Obviously, engines make a lot of byproducts, but one of them is often overlooked: heat. The amount of heat given off by a vehicle’s motor can range greatly, but Car and Driver decided to have a look at how the 2015 Corvette Z06 manages with its behemoth of a 6.2-liter supercharged V8.
Cranking out a healthy 650 hp and 650 lb-ft is no small duty from the budget supercar, and it comes with great risks of failure from overheating important internal parts. This was remedied by extensive testing in the Arizona deserts by Chevrolet, to engineer a system to work in concert with high temperatures.
Heat is created from a few things, in the Z06: combustion, friction, and intake-air compression. These main factors also tie into a low hoodline and and other important stylistic and aerodynamic bits beckoned for by designers. Of course, it has been overcome, but engineers had to work on nearly every component of the car and subsystem to create an optimal thermal-management.
A few of the major components and their temperatures are as follows:
- Exhaust valves, 1652º — hot enough to melt gold.
- Exhaust gas at the catalytic convertor, 1238º — the equivalent of lava.
- Carbon-ceramic disc braking pads, 1382º — the equivalent of a blow torch.
- Transaxle clutch, 572º — the equivalent of a high-end pizza oven.

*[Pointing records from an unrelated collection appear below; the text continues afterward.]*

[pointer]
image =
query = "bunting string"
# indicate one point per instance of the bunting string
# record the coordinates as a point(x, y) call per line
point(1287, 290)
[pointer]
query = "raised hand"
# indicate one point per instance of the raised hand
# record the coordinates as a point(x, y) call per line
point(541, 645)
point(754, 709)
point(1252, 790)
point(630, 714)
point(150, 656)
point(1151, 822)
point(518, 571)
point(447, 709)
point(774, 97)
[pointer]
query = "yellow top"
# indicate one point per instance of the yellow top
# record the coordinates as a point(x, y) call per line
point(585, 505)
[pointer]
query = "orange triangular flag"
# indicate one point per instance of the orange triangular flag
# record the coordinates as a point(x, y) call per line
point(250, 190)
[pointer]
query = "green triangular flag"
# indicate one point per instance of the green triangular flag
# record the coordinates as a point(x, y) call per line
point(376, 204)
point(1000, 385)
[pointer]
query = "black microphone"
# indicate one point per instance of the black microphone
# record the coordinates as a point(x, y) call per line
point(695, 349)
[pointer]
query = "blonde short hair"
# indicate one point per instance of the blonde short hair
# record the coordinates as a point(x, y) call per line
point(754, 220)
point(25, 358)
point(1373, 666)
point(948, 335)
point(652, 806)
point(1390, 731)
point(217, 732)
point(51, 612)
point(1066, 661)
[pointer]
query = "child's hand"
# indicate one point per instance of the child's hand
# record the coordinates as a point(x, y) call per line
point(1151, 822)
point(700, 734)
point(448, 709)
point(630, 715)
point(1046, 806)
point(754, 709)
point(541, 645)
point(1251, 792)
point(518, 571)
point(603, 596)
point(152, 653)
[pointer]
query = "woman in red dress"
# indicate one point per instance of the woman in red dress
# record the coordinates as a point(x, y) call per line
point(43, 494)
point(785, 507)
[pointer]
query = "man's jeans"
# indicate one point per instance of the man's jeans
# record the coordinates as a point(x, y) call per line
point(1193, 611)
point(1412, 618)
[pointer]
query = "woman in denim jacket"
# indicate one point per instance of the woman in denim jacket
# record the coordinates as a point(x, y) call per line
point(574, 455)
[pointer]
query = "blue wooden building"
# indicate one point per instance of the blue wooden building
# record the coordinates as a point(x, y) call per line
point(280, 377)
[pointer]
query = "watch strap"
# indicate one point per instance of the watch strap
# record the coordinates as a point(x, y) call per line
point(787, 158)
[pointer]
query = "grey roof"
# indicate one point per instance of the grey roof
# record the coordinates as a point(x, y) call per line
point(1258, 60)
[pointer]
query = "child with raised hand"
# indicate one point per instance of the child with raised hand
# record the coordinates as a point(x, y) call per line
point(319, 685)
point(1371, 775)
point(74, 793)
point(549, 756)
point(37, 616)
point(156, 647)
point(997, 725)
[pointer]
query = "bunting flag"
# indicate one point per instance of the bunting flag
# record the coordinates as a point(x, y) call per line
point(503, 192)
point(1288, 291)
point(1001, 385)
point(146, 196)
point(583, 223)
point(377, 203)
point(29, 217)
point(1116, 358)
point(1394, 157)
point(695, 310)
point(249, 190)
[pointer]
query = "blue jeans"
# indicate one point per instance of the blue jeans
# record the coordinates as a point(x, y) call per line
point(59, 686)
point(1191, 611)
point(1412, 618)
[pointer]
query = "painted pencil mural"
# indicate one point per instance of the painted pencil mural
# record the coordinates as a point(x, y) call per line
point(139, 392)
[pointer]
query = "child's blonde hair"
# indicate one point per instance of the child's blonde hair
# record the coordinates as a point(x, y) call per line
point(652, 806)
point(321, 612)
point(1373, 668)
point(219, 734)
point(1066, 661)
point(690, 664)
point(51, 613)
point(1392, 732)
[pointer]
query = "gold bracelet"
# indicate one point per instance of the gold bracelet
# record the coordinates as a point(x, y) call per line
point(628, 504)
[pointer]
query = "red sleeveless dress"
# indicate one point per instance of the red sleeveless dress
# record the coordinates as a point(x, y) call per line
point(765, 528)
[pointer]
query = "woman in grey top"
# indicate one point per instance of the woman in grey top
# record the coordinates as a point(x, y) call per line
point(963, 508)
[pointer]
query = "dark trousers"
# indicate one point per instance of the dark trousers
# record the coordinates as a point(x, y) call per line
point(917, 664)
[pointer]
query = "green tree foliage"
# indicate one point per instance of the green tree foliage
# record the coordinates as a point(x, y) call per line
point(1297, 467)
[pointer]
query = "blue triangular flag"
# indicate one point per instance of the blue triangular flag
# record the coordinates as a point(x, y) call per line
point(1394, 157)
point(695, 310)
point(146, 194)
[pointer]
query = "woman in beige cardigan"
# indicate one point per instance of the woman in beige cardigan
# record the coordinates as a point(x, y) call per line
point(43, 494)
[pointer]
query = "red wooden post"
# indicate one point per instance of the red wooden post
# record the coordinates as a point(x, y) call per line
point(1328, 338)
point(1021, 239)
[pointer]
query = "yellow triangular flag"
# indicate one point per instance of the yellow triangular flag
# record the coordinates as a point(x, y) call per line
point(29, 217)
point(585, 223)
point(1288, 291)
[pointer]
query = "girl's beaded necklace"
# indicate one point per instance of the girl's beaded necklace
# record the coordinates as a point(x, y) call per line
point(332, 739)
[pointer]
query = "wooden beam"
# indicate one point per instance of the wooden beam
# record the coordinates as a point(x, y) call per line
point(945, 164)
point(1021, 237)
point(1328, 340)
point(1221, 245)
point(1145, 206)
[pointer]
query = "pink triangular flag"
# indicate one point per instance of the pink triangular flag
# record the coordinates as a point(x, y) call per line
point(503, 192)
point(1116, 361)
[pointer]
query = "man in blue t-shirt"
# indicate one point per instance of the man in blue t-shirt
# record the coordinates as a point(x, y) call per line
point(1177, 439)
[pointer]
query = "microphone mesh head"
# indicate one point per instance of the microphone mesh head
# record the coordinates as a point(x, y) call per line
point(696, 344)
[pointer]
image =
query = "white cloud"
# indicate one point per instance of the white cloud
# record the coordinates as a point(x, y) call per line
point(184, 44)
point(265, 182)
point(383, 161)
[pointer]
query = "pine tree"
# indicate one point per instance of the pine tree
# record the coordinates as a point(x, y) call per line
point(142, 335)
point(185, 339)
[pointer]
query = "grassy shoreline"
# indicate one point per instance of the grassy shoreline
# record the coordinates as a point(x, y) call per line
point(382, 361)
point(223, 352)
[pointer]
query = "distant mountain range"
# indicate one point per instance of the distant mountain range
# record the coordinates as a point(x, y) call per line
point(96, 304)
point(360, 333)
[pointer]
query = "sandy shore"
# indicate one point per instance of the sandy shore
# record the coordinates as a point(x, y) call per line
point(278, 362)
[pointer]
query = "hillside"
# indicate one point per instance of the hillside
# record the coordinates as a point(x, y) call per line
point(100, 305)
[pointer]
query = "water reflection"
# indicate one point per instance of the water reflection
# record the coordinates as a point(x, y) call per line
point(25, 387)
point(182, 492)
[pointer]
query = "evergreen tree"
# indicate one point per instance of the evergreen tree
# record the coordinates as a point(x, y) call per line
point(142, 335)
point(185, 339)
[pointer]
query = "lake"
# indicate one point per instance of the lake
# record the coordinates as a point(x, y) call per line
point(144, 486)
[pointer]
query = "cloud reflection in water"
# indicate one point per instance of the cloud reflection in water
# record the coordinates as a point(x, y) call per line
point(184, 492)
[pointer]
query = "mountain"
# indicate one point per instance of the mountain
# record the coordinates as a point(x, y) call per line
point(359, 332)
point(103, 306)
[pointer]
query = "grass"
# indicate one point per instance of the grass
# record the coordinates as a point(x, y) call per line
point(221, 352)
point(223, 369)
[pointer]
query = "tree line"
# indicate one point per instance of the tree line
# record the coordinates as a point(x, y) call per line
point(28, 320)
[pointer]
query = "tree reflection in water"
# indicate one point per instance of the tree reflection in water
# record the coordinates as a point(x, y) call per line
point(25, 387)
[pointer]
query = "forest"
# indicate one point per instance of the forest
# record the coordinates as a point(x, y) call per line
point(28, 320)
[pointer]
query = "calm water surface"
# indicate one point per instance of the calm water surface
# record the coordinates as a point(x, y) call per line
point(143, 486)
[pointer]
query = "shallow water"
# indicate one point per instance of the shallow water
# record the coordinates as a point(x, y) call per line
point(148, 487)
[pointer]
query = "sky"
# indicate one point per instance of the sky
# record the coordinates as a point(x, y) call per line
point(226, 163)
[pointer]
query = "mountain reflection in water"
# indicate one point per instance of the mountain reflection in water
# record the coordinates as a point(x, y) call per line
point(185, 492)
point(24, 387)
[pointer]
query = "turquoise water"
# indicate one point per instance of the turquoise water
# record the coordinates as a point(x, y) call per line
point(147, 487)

Temperatures are converted from widely used celsius to familiar fahrenheit units for ease of understanding. These numbers would never show up around town, but rather when the Z06 is at home on the racetrack being pushed to its limits. To put these numbers in perspective, though, your standard issue iPhone suggests an operating temperature of around 32-95ºF.
It’s incredible what modern day engineering can overcome, and those are just a few of the major systems engineers had to overcome, with plenty more in the infographic provided by Car and Driver.